Which of the following statements is correct in the Indian context?
- E-commerce is a behemoth that will destroy offline retail and SMEs in India
- E-commerce is an overhyped trend that is sustained through billions of VC dollars
If there is a version of truth that exists amidst pink unicorns and black unicorpses, it lies somewhere between (a) and (b). A cross between mirage, myth and reality, India’s e-commerce market glistens in the distance, beckoning players with its mystical riches and tales of untold disruption. But ask anyone how big it really is, and you’ll be surprised at how many different numbers you get.
Just a few years ago, analysts had predicted a $50 billion market size by 2020 (source: UBS India Internet Report, Apr 2015). Or 7% of India’s $700 billion retail market.
But according to our analysis, the actual figure comes close to $11 billion. Not 7% of India’s overall retail market. Closer to 2% now, with little hope of getting close to the target. Shocking, but there’s a way to understand this—an analytical, numbers-driven approach, using data from as many sources as we could tap into.
Akin to going through the balance sheet of an organisation, this approach will look at India’s e-commerce sector through FY18. At the end of this exercise, we’ll revisit our central question and see where it stands.
Let’s begin with a term that e-commerce players absolutely love to trumpet…
Hotel California: Gross-to-Net Reprise
GMV, or Gross Merchandise Value, is the holy grail of e-commerce. In common parlance, it is the value of goods sold on the platform in a given period of time. It is not revenue. Not even close.
Revenue for e-commerce platforms like Flipkart, Amazon, Snapdeal, Paytm*, etc. is, as per accounting principles, the commission or assorted fees that they charge third-party sellers. Revenues can typically be found in the annual filings with the Registrar of Companies and are much lower than GMV. As low as 5% to as high as 30% of their corresponding transaction values.

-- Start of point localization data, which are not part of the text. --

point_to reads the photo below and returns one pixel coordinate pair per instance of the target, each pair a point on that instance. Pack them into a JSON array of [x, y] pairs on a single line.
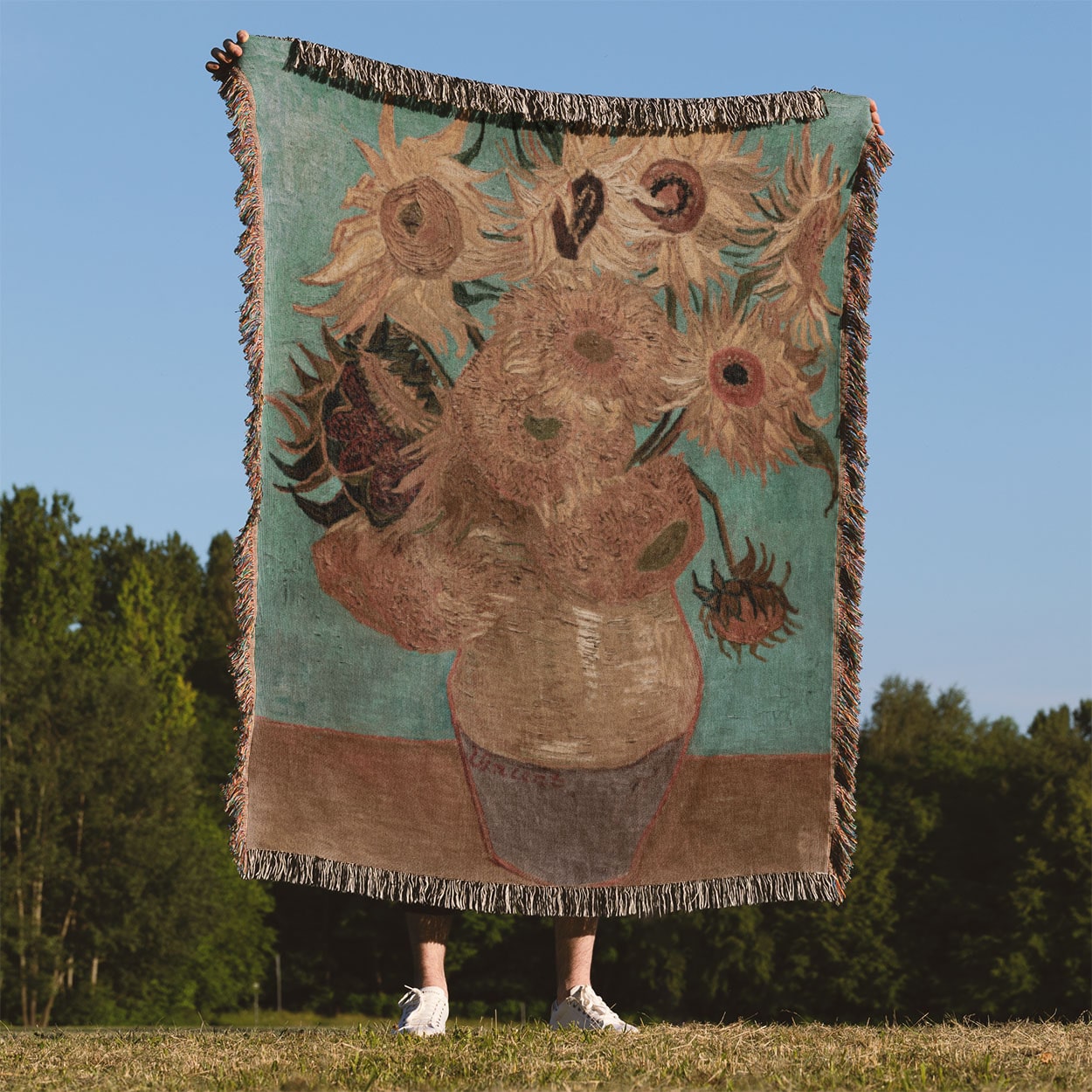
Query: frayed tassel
[[239, 100], [846, 733], [370, 79], [545, 901]]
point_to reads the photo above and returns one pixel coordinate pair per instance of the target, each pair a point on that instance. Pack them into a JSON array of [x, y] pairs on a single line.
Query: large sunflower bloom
[[569, 211], [594, 344], [422, 230], [529, 448], [689, 197], [754, 392], [806, 215]]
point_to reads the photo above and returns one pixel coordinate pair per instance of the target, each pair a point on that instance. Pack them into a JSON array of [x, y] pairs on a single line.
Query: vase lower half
[[572, 720]]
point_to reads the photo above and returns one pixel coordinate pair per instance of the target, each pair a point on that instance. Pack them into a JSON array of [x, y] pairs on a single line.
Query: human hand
[[226, 57], [872, 104]]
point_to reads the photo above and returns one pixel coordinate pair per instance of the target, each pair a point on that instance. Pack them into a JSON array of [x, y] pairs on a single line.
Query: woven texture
[[549, 586]]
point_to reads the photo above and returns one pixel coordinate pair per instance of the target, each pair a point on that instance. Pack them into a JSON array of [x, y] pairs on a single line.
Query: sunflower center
[[420, 226], [593, 346], [542, 428], [411, 218], [680, 195], [737, 377]]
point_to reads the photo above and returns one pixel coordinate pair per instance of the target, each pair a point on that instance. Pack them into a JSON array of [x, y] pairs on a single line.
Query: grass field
[[741, 1056]]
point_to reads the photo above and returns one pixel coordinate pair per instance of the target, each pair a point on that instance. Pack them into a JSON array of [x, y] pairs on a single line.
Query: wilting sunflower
[[754, 392], [687, 199], [422, 230], [805, 214], [594, 344], [567, 212], [527, 446]]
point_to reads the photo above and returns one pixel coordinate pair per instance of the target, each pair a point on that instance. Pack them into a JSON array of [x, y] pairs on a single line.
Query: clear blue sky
[[123, 381]]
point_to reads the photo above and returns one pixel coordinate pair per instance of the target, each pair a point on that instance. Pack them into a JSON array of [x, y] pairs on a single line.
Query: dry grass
[[742, 1056]]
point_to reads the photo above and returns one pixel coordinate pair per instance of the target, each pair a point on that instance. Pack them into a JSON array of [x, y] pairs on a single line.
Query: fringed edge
[[239, 100], [874, 158], [545, 901], [370, 79]]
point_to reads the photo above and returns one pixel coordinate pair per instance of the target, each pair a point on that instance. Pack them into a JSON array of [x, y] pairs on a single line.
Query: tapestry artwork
[[549, 586]]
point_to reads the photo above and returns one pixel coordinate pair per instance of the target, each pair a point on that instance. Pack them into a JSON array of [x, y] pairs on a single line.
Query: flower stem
[[650, 441], [672, 305], [659, 442], [706, 492]]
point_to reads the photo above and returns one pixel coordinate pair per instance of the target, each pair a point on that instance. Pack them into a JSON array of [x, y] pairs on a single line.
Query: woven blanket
[[549, 585]]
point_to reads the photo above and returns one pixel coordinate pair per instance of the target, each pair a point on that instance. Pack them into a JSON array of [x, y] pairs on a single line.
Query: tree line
[[121, 902]]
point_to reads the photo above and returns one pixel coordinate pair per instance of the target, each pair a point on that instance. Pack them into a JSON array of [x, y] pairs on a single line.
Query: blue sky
[[122, 380]]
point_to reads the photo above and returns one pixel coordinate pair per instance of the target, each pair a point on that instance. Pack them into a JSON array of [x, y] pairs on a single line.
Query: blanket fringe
[[239, 100], [544, 901], [846, 734], [370, 79]]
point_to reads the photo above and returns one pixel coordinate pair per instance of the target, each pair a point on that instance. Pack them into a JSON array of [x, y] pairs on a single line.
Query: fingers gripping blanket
[[549, 585]]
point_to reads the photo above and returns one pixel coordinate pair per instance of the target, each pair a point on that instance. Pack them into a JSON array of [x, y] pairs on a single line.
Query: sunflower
[[429, 592], [806, 214], [686, 200], [566, 211], [449, 489], [625, 537], [755, 391], [527, 446], [594, 344], [423, 228]]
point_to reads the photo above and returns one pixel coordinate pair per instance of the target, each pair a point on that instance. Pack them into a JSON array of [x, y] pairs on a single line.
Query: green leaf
[[815, 451]]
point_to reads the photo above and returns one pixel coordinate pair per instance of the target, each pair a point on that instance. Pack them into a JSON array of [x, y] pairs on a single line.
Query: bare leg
[[428, 943], [573, 943]]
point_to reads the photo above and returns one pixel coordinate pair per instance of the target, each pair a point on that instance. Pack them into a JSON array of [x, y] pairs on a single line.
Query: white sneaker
[[424, 1012], [584, 1008]]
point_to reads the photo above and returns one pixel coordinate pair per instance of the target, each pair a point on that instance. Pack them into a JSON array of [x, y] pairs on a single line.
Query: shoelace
[[414, 994], [598, 1008]]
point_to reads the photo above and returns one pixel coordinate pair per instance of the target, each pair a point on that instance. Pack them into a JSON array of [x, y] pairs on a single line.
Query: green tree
[[122, 900]]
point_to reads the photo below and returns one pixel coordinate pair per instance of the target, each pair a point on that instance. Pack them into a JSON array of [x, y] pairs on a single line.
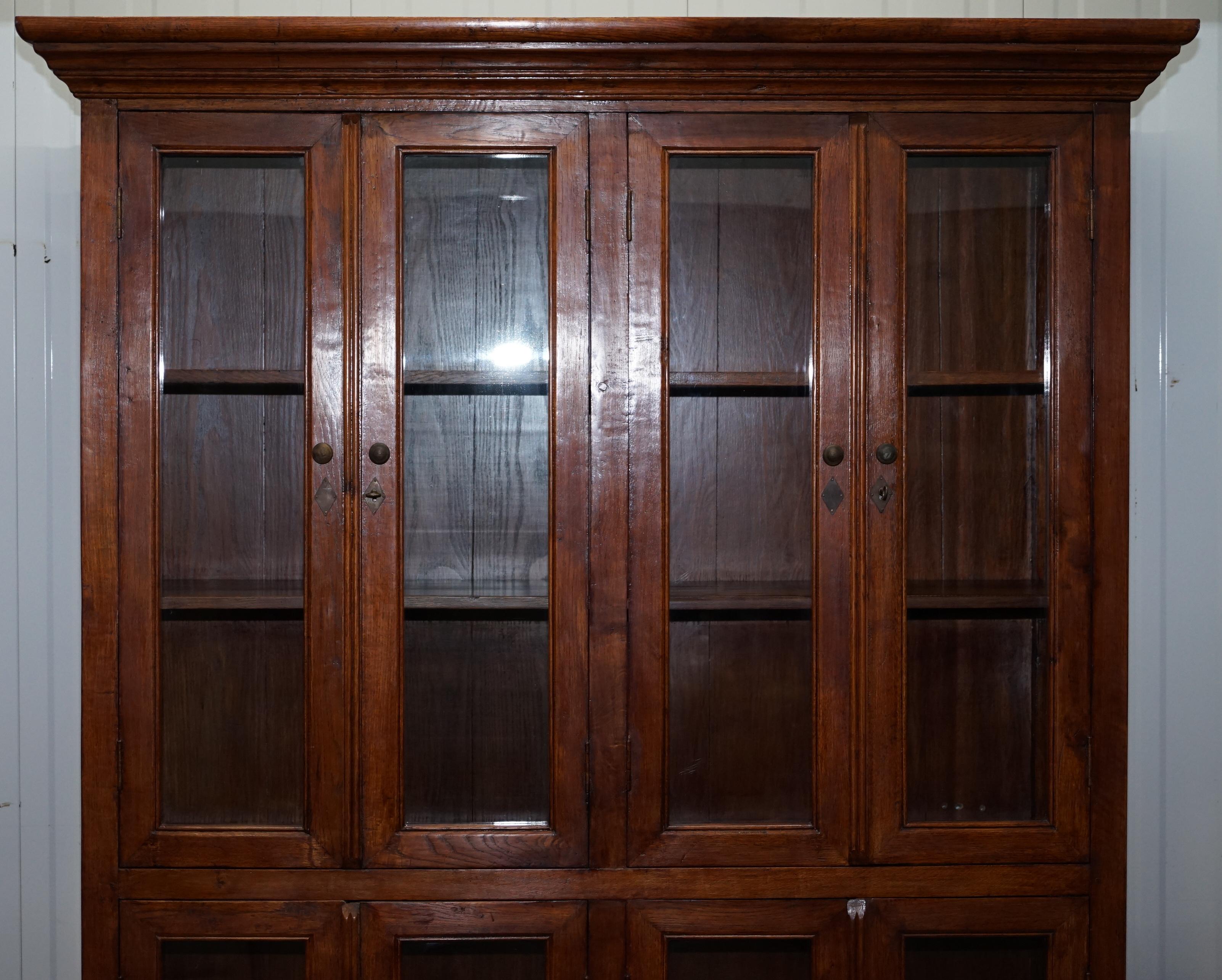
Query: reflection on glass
[[977, 488], [476, 341], [740, 336], [232, 316]]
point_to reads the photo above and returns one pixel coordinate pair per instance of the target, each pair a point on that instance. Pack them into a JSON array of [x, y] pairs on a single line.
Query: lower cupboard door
[[232, 940], [473, 941], [977, 939], [738, 940]]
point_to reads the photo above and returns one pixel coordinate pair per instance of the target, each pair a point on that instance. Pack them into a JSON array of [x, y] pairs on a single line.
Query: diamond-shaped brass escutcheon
[[880, 494], [325, 496], [375, 496], [833, 495]]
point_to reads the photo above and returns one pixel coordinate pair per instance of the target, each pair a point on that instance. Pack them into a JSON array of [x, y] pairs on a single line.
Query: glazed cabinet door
[[474, 487], [741, 479], [232, 440], [738, 940], [247, 940], [473, 940], [978, 533], [967, 939]]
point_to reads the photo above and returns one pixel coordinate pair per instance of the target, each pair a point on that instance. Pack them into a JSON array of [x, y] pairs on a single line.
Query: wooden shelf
[[738, 596], [474, 383], [984, 383], [222, 594], [792, 384], [483, 596], [976, 596], [223, 382]]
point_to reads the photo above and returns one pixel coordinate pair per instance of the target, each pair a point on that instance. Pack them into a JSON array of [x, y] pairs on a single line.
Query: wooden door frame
[[561, 924], [652, 924], [143, 137], [1067, 140], [387, 137], [889, 921], [652, 138], [145, 925]]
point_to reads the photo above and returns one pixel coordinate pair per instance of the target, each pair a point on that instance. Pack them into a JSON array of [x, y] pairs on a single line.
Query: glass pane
[[977, 471], [974, 957], [233, 960], [740, 338], [738, 960], [476, 512], [233, 339], [474, 960]]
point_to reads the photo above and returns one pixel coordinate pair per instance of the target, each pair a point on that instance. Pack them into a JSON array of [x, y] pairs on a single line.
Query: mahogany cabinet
[[604, 499]]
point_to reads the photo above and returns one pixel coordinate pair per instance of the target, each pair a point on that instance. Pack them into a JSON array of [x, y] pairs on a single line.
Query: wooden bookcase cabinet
[[598, 499]]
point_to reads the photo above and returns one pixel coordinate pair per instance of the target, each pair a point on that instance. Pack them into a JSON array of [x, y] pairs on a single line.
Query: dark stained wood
[[476, 940], [247, 539], [494, 488], [990, 551], [239, 940], [701, 58], [738, 721], [233, 705], [977, 696], [476, 723], [621, 884], [730, 940], [741, 496], [240, 960], [1024, 939], [220, 381], [100, 531], [974, 379], [1110, 609]]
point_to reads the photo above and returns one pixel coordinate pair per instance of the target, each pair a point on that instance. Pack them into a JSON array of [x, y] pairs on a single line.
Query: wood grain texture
[[100, 536], [609, 885], [1110, 608], [494, 489], [192, 427], [741, 495], [1004, 935], [438, 941], [239, 940], [1064, 836], [233, 705], [702, 58]]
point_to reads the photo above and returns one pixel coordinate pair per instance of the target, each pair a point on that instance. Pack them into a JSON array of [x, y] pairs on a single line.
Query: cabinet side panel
[[1109, 709], [100, 551]]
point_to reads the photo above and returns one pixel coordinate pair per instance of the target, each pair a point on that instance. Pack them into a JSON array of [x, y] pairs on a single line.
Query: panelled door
[[967, 939], [742, 488], [264, 940], [781, 940], [978, 533], [234, 703], [473, 482], [473, 940]]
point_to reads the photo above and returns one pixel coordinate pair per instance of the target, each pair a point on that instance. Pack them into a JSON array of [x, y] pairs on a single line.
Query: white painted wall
[[1176, 700]]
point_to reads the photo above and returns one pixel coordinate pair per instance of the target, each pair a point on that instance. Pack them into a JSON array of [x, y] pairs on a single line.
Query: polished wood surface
[[609, 565], [657, 58]]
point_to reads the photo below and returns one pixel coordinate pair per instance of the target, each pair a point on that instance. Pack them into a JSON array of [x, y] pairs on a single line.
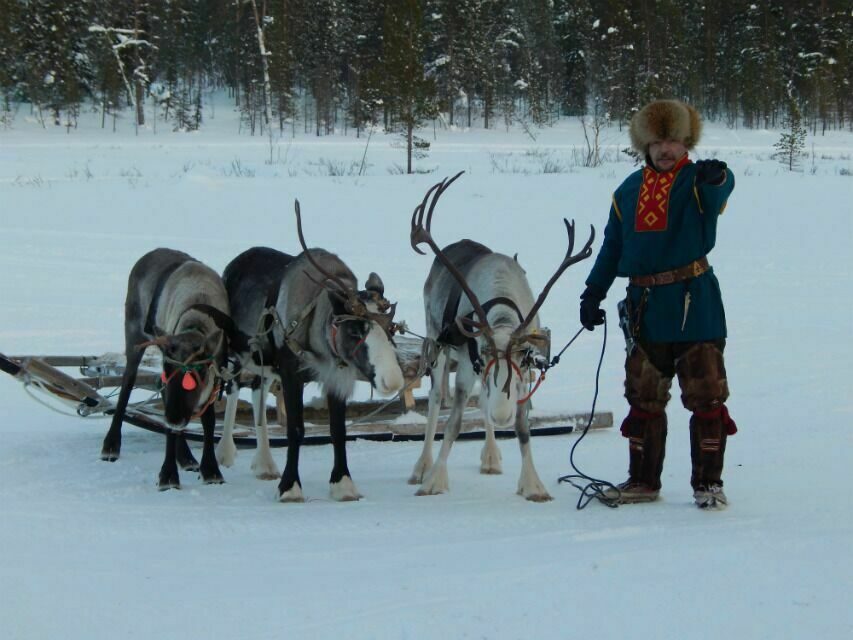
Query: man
[[662, 225]]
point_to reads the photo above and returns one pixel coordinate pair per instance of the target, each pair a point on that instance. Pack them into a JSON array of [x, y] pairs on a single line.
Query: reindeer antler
[[341, 289], [422, 234], [568, 261]]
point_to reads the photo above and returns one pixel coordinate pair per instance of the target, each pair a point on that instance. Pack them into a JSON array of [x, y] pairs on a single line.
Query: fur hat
[[665, 120]]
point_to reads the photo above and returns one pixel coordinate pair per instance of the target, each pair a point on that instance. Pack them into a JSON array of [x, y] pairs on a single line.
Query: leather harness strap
[[692, 270]]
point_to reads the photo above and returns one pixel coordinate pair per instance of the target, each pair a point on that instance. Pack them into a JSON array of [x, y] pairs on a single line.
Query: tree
[[792, 142], [408, 94]]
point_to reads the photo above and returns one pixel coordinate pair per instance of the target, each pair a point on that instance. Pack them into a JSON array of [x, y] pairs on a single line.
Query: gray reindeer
[[179, 305], [302, 319], [498, 341]]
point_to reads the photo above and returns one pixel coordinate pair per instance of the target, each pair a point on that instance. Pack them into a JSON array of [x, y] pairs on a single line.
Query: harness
[[450, 335]]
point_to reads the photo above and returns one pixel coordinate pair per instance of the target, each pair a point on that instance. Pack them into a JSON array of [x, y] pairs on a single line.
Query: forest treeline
[[330, 65]]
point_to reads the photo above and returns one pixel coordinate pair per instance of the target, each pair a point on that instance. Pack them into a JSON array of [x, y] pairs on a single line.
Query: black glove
[[591, 313], [711, 172]]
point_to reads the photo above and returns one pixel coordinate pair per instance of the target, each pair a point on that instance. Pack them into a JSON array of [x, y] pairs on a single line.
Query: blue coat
[[687, 311]]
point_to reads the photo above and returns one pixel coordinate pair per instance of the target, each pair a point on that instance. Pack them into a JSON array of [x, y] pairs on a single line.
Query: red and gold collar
[[653, 204]]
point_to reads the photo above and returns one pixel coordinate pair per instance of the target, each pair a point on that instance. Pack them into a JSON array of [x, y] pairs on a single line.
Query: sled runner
[[86, 385]]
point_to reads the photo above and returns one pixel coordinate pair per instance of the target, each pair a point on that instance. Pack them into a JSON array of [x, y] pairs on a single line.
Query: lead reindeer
[[179, 305], [304, 319], [498, 341]]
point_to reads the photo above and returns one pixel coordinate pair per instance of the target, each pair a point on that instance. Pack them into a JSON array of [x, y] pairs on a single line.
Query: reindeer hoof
[[536, 496], [344, 490], [424, 492], [189, 465], [294, 494]]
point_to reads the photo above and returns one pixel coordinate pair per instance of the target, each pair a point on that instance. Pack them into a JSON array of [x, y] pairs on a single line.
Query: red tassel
[[721, 412], [188, 382]]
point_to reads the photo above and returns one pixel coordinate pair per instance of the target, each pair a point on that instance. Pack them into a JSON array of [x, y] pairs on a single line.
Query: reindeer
[[302, 319], [499, 341], [180, 306]]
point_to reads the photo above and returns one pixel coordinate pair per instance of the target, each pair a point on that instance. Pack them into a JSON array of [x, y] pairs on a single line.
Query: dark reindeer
[[499, 340], [180, 306], [302, 319]]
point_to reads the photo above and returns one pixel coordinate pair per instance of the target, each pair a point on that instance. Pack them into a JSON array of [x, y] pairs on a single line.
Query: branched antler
[[332, 282], [421, 233], [568, 261]]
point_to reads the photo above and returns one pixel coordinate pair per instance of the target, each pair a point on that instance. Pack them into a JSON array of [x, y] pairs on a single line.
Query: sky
[[92, 550]]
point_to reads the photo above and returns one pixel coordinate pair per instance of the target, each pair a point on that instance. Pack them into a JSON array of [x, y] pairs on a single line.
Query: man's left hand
[[711, 172]]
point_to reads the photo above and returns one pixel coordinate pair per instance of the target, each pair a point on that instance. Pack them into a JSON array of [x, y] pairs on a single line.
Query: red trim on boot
[[721, 412], [637, 414]]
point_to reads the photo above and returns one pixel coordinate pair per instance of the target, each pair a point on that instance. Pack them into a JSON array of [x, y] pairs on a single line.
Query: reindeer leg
[[437, 376], [290, 488], [341, 486], [226, 450], [529, 484], [436, 480], [184, 455], [111, 447], [209, 468], [490, 456], [263, 464], [169, 471]]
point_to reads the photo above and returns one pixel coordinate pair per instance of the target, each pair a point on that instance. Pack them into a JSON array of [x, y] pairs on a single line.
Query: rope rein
[[595, 488]]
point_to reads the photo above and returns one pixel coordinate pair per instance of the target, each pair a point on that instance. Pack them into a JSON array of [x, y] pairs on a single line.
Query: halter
[[333, 335], [192, 372], [514, 367]]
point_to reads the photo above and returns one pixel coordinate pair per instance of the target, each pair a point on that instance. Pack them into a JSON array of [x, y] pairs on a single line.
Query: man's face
[[665, 154]]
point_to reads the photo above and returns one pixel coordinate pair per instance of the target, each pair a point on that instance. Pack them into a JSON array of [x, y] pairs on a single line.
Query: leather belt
[[695, 268]]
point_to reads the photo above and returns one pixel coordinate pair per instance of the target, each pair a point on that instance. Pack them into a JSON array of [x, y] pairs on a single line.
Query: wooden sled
[[88, 393]]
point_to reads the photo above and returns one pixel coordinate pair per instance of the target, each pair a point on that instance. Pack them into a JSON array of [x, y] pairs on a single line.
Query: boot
[[708, 433], [646, 433]]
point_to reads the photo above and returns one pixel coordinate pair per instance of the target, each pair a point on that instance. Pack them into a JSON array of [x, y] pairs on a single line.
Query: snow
[[92, 550]]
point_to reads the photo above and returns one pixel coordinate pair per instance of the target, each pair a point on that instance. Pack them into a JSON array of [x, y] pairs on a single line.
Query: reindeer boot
[[708, 433], [646, 433]]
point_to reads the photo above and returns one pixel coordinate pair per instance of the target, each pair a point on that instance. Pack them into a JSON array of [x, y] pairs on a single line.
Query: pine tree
[[407, 92], [792, 142]]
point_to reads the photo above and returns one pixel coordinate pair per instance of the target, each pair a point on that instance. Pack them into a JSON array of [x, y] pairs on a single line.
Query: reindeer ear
[[211, 345], [339, 306], [374, 283]]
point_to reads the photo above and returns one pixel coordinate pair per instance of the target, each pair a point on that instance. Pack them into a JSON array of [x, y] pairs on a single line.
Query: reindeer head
[[189, 376], [503, 351], [362, 325]]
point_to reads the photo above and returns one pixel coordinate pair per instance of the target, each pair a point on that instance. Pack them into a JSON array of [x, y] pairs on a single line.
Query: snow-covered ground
[[92, 550]]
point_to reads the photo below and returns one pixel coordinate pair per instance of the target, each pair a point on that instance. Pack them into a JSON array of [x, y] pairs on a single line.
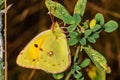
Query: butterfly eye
[[33, 60], [41, 49], [36, 45], [50, 53]]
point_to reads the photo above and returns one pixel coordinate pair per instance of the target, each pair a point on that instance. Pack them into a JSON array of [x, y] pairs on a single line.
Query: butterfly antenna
[[51, 17]]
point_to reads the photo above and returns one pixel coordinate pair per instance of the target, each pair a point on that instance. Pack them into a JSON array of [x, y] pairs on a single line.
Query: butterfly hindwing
[[47, 51]]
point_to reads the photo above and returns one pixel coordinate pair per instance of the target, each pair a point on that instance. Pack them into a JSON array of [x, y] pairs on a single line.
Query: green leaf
[[88, 32], [72, 41], [58, 76], [77, 18], [85, 25], [91, 39], [99, 18], [59, 11], [80, 7], [98, 59], [96, 27], [85, 63], [83, 41], [110, 26], [73, 34], [77, 75], [95, 35], [72, 27]]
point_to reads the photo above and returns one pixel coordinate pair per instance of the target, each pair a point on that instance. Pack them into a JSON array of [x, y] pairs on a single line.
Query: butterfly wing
[[47, 51]]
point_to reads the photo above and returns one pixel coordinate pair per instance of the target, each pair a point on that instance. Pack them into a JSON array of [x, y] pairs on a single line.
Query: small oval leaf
[[73, 34], [72, 27], [72, 41], [98, 59], [83, 41], [91, 39], [58, 76], [99, 19], [92, 23], [87, 32], [80, 7], [96, 28], [110, 26], [59, 11]]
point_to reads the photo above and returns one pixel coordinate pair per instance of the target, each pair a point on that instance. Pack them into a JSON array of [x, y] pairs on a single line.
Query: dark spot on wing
[[33, 60], [36, 45], [53, 65], [45, 61], [59, 64], [21, 52], [41, 49]]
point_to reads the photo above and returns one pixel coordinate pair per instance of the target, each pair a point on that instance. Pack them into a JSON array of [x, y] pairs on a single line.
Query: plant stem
[[74, 61]]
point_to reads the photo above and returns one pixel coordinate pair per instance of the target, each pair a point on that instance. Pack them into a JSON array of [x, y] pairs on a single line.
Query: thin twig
[[100, 9], [5, 37], [74, 60]]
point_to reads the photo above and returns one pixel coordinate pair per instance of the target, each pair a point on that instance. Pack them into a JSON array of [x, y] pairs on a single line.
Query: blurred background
[[27, 18]]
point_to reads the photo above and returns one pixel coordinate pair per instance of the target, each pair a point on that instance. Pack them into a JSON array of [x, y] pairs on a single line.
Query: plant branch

Of course, no one talks about revenues. But there’s an entire art form dedicated to inflating GMV in e-commerce companies. When you realise this, you also realise just how blatant it really is.
Here’s the rub. If a customer merely books (or “checks out” in online lingo) a smartphone but cancels it right after the order is confirmed, or the order fails because there is a payment failure, the order is still counted as part of GMV.